We will not detail the regex lexer and parser definitions here, but the ICFP paper (Sec. 2.2) does cover them. The full definitions can be found alongside the rest of the definitions above in the examples/regex_example directory. For the most part, they are entirely standard lexer and parser definitions. The only interesting bit has to do with splicing: the paper describes how splicing is implemented at the level of the lexer by invoking a helper function, Relit.Segment.read_to, in the relit_helper package. Ultimately, the parser generates standard OCaml parse trees, with a special representation for tracking spliced expressions (see paper). We rely on the excellent ppxlib library to normalize between different versions of the parse tree API and, for now, we rely on its metaquot library to make the generation of parse trees notationally tractable. (In the future, we might switch to TLMs as suggested in the paper, but the existing library is more mature.)


Each TLM definition also provides a listing of expansion dependencies, i.e. types and modules from the definition site that expansions generated by the parser might need access to (other than Pervasives). In the example above, there is a single dependency on the Regex module, which expansions can refer to internally also as Regex (the internal name can differ in general). The system ensures that the dependencies are available at all application sites, including those where Regex might be unbound or bound to a different module.
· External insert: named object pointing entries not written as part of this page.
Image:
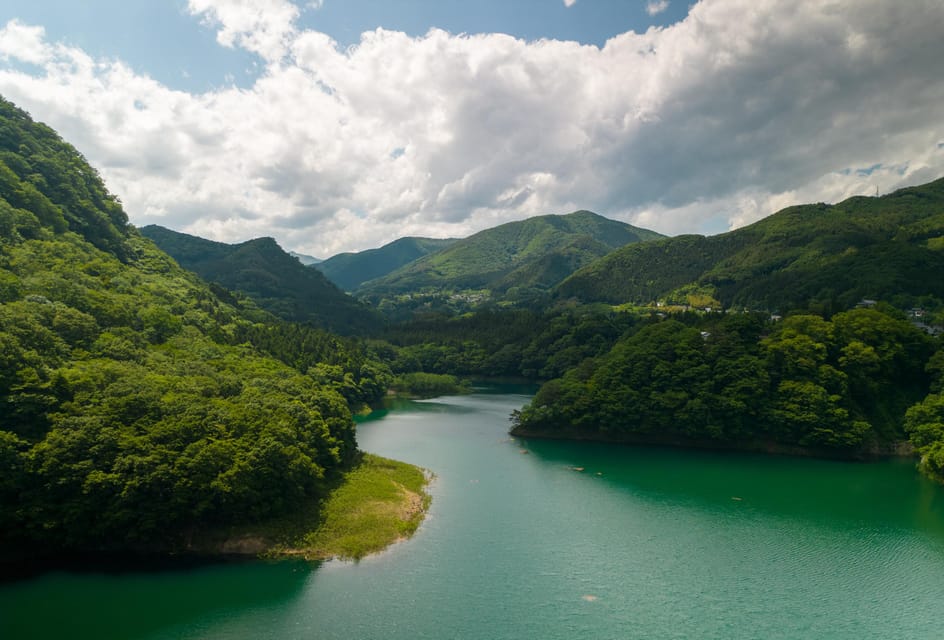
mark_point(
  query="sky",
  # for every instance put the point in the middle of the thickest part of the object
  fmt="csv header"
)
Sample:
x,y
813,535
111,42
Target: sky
x,y
341,125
This maintains the context independence principle described above.

The paper further motivates this design decision, but briefly, explicit dependencies serve to ensure that renamings need not propagate into the parse trees constructed in the parser (where variables are represented using strings), and it also serves to maintain the abstraction discipline of the OCaml module system (making all bindings at the definition site implicitly available at application sites would require violating abstraction).

More Examples and Tests

We've got an examples directory that is the home of any example
notations we've defined using Relit.

Run make to run the corresponding test suite, in the test directory.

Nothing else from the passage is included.